Andy and Adam eat more and more food from their own plot – and they feel great as a result
Christmas is the season of celebration, so there’s no better time to sit around a wonderful roast beast and toast your health and happiness with family and friends. For most of us, roast turkey and all the trimmings, with all its smells and tastes, evokes childhood memories of safety, fun and being part of a loving family.
We’ve enthused massively during our time writing for this magazine about the amazing feeling of roasting our own pork. Rearing animals and eating them has had a profound effect on both of us and the way we value meat.
Last month we talked about Light Sussex cockerels and the delicious dark meat that we produced. The amount of work that goes into producing the meat can be appreciated in every mouthful.
And so we’ve found ourselves over the years naturally eating less and less meat that isn’t our own, or from someone we don’t know. For one thing the taste just isn’t the same, but also eating a bog standard supermarket sandwich just began to feel wrong. There was no sense of occasion, no reward for the hard work. Eating meat that wasn’t our own just became a bit of an empty experience. So a few months ago we stopped altogether. We made the decision to only eat meat that we know has been raised in the best of conditions with nothing but the highest regard for welfare, basically, our own.

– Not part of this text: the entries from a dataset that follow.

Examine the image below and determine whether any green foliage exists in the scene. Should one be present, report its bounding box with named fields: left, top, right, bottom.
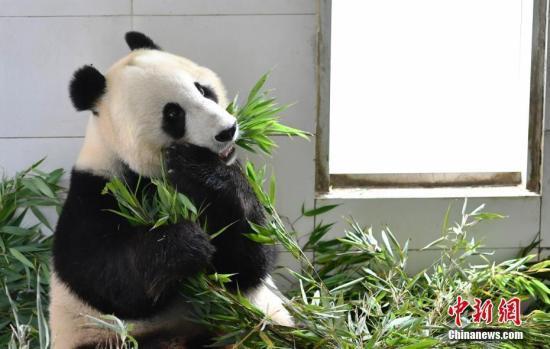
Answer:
left=177, top=164, right=550, bottom=349
left=0, top=160, right=63, bottom=348
left=227, top=73, right=309, bottom=155
left=103, top=176, right=200, bottom=229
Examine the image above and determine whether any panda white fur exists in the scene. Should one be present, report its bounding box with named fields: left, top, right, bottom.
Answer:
left=50, top=32, right=292, bottom=349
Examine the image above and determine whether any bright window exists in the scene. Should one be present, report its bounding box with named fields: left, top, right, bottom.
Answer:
left=329, top=0, right=533, bottom=184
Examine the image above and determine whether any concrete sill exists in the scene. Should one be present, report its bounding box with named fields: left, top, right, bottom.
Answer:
left=316, top=186, right=540, bottom=200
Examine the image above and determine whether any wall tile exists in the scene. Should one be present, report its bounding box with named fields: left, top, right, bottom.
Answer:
left=0, top=0, right=131, bottom=16
left=134, top=0, right=317, bottom=15
left=0, top=138, right=82, bottom=176
left=0, top=17, right=131, bottom=138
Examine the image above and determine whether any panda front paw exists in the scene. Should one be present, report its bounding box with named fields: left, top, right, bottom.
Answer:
left=164, top=143, right=221, bottom=171
left=164, top=143, right=231, bottom=193
left=156, top=221, right=216, bottom=275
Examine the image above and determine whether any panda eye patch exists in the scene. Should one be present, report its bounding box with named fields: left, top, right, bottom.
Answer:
left=195, top=82, right=218, bottom=103
left=162, top=103, right=185, bottom=120
left=162, top=103, right=185, bottom=139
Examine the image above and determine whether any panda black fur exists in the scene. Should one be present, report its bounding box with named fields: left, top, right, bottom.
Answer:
left=50, top=32, right=292, bottom=349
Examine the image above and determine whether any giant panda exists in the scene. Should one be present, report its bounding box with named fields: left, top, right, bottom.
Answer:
left=49, top=32, right=293, bottom=349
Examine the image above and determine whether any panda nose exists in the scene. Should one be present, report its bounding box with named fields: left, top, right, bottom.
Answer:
left=214, top=123, right=237, bottom=142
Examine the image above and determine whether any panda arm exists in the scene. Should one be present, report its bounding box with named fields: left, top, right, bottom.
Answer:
left=165, top=144, right=276, bottom=290
left=53, top=170, right=214, bottom=318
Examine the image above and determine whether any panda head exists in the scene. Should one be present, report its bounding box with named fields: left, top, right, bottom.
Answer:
left=70, top=32, right=238, bottom=176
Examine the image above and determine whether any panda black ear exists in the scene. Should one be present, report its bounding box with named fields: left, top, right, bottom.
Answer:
left=124, top=32, right=160, bottom=51
left=69, top=65, right=107, bottom=111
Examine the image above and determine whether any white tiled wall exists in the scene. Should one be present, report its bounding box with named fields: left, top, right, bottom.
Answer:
left=0, top=0, right=317, bottom=286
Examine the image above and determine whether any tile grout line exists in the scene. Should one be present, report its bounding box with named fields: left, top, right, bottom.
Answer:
left=0, top=13, right=315, bottom=18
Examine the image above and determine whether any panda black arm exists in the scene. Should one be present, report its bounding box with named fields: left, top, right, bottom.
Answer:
left=165, top=144, right=276, bottom=290
left=53, top=170, right=214, bottom=318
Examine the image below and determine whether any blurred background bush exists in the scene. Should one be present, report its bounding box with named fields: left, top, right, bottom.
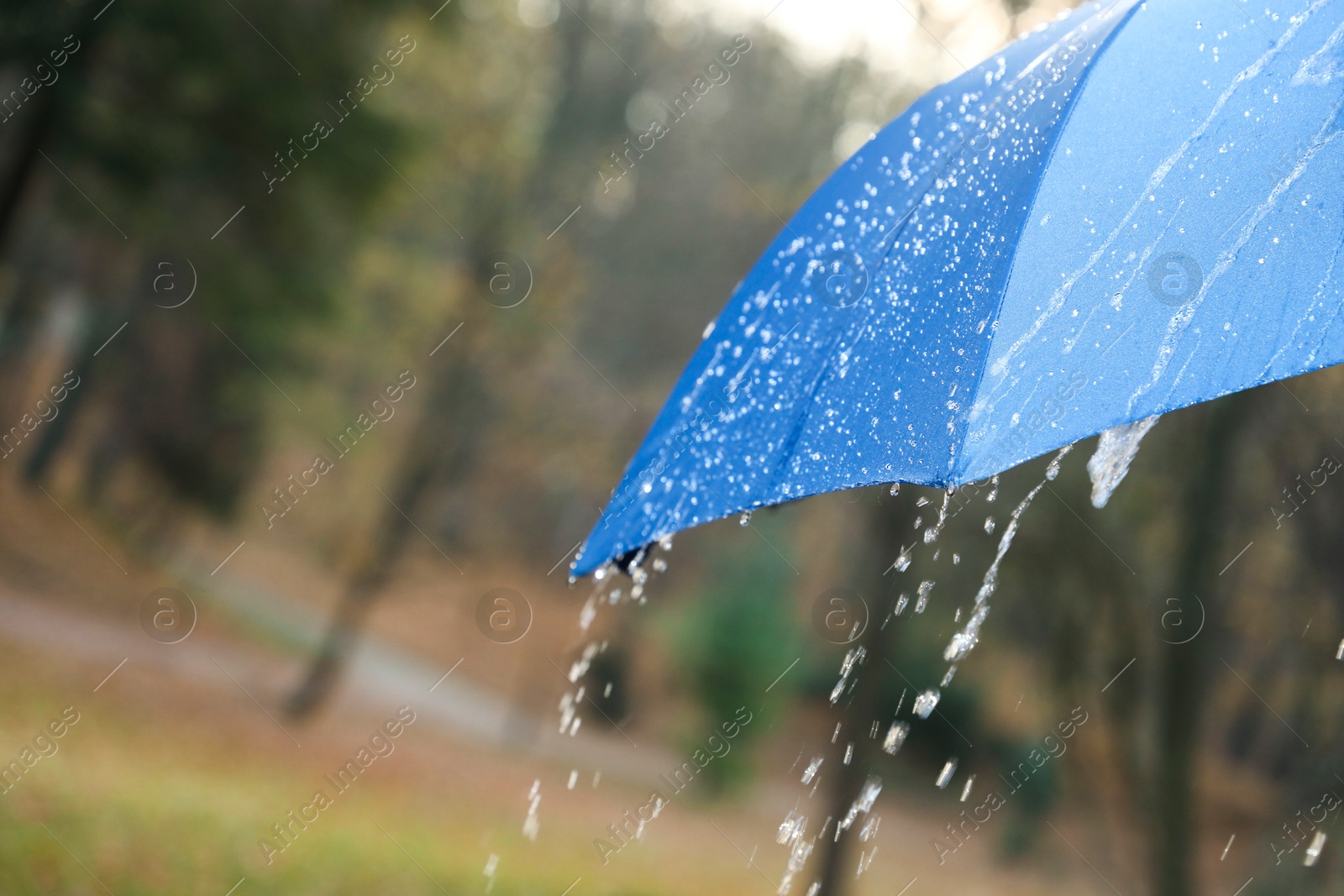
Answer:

Without using any labels, as they tend to come loaded, we now eat around a 90% plant-based diet. We love the sense of occasion that we get from eating fantastic, well-looked-after meat and that’s just perfect for us. The shift in our diet has changed many aspects of our lives.
We’ve been eating this way for a few months now and suddenly our ‘small’ smallholding has become immediately more viable. Looking back, it very quickly dawned on us that we didn’t have anywhere near the amount of space we needed to raise all the animals we needed to eat – but now we have the opportunity to look at our little smallholding in a brand new light. If we eat less meat our smallholding suddenly becomes full of possibilities.
It’s like a light bulb moment - it makes total sense. We can produce an abundance of fresh seasonal vegetable and fruits on our land and, if they make up the bulk of our diet, they should take up the bulk of our available space.